BobMcDear / neural-network-cuda

Neural network from scratch in CUDA/C++
GNU General Public License v3.0
68 stars 14 forks source link

Segmentation fault #2

Closed EricWu23 closed 2 years ago

EricWu23 commented 2 years ago

Hi Borna @BobMcDear , Thanks for the amazing project and detailed documentation. I tried to run your project on my computer. While all the unit tests went well, when I try to run the main.cu in GPU folder, I did get the segmentation fault. I reduced the network to only linear layer and relu. It passed without fault. However, the training on GPU is much slower than the CPU version.

Here is my suspicion, the most confusing part of the code to me is the memory management in the sequential_forward_gpu() function. there, after getting the output size of each layer by "sz_out = layer->sz_out;" , we use cudaMallocManaged(&curr_out, sz_out*sizeof(float)); to allocate memory, however, I didn't see anywhere this memory being allocated inside for loop got released by cudaFree().

My understanding is that you have to let those memory allocated stay there because you need to store all outputs at each layer during forward propagation, which will be later on used in backward propagation to compute gradients. However, this does raise my concern on the potential memory leakage. As we have more layers, it will just allocate more memory and it allocate memory every time we call layer->update() inside sequetial_update_gpu(). What makes it worse is that, when we are looping through 100 epoch, for every new iteration, it will allocate new memory. Question 1: Am I misunderstanding something? this is just my suspicion. Let me know if you had a different design idea. Question 2: Also, do you know in general how pytorch or something similar manage the temporary memory needed to backward propagation. It seems to me now that this could be a nightmare for deep NN. Question 3: I kind of understand cudaMallocManaged gives you ability to allocate a chunk of memory that can be accessed from host and device using the same pointer. And perhaps the memory copy on/off device is handled by itself. Is my understanding correct? Thanks.

Some additional notes after debugging, if I change the n_hidden to be n_in/10;, I can get deeper in terms of epoch. Meaning instead of fail at the first epoch, I would get segmentation fault on the 4th or 5th epoch.

BobMcDear commented 2 years ago

Hello Yujiang,

Thank you for the kind words, I am glad to hear you find this project helpful.

Yes, you are right, the code maintains the intermediate values of the neural network, however, that is not the problem. The segmentation fault stems from not freeing inputs & outputs of the layers after every epoch, as you mention, which may be fixed via running the following at the end of each epoch.

for (int i=0; i<seq.layers.size(); i++){
            Module *layer = seq.layers[i];
            cudaFree(layer->out);
}

I was aware of this issue, but this program's purpose was teaching the basics of CUDA, thus no emphasis was placed on time or memory handling.

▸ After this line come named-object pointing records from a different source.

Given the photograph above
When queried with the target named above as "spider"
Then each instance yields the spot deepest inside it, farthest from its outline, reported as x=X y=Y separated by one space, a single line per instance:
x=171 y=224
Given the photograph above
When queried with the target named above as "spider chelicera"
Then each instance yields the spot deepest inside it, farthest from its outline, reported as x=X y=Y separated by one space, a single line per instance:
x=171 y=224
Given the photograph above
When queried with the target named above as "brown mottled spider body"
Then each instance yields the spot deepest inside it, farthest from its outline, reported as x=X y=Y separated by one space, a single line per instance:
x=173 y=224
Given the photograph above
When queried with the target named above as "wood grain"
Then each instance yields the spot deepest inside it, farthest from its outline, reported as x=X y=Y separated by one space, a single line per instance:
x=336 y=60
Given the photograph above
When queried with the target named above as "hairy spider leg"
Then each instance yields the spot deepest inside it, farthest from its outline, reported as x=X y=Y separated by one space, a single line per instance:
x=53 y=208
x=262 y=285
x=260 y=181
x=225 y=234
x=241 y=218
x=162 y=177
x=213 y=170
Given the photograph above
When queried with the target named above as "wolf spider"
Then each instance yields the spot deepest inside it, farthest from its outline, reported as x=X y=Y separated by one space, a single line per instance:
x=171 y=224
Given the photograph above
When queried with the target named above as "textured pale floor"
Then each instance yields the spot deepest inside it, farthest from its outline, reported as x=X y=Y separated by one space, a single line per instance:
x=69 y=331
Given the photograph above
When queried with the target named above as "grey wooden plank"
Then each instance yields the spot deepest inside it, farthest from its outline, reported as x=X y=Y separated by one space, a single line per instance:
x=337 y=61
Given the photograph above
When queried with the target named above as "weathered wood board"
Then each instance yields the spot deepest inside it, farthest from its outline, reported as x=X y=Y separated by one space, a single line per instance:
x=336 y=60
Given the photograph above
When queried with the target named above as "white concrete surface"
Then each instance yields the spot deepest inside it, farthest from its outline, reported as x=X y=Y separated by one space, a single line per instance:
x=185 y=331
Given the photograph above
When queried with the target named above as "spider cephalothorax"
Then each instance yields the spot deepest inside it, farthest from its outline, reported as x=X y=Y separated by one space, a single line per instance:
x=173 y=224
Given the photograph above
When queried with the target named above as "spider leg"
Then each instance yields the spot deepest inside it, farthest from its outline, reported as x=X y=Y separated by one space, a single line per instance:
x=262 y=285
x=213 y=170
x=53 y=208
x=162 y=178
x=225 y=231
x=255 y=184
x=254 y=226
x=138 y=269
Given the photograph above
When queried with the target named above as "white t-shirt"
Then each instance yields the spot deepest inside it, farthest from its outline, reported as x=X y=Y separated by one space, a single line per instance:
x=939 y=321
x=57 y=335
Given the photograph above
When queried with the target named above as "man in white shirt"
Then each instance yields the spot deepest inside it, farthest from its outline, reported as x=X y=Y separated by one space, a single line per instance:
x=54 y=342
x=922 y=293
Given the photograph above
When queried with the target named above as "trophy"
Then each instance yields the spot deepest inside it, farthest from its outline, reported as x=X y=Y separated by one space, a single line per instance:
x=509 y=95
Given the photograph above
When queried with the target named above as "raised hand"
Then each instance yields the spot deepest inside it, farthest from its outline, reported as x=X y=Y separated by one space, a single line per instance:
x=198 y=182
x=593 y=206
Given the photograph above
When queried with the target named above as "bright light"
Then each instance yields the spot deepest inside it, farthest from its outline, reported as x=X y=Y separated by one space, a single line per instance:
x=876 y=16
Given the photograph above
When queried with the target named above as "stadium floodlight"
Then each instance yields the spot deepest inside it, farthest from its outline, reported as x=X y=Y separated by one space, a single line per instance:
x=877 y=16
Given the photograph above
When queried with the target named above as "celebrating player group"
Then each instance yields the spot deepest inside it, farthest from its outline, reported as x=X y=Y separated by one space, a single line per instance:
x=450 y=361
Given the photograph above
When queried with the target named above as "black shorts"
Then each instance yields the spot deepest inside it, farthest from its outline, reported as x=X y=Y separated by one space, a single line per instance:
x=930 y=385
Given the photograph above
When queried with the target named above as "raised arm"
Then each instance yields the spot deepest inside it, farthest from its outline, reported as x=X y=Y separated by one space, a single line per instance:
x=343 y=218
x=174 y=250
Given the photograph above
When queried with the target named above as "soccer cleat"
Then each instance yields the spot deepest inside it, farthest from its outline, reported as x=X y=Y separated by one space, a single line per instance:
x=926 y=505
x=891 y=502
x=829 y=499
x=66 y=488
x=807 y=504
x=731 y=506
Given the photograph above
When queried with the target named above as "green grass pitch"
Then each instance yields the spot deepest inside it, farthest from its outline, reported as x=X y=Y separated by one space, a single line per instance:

This is also how PyTorch functions: The outputs of the modules are kept for performing backpropagation, but they are not retained for the entire duration of training and are replaced at every pass.

You are correct in your understanding of cudaMallocManaged.

Does that answer your questions?

EricWu23 commented 2 years ago

Thanks for the answers.

After adding the code you suggested, I still encounter the Segmentation fault. image I feel that at least there are two more place I free weird. image Here, I think we should pass Sequential_GPU Object by reference, otherwise, it will create a new copy of the seq that was created in the main() of main.cu.

Another thing is that I added the seq.layers.back()->out = mse.inp because I assume mse.inp will contain dJ/dy_hat which is the partial derivative of loss against output. However, I don't now where you link dJ/dyhat to out of seq.layers.back(). Because it looks like to me that the update function of linear layer assumes that the out is the gradient of loss with respect to the layer's output. But maybe it is not necessary since after mse.forward(seq.layers.back()->out, targ);, the seq.layers.back()->out and mse.inp technically points to the same location.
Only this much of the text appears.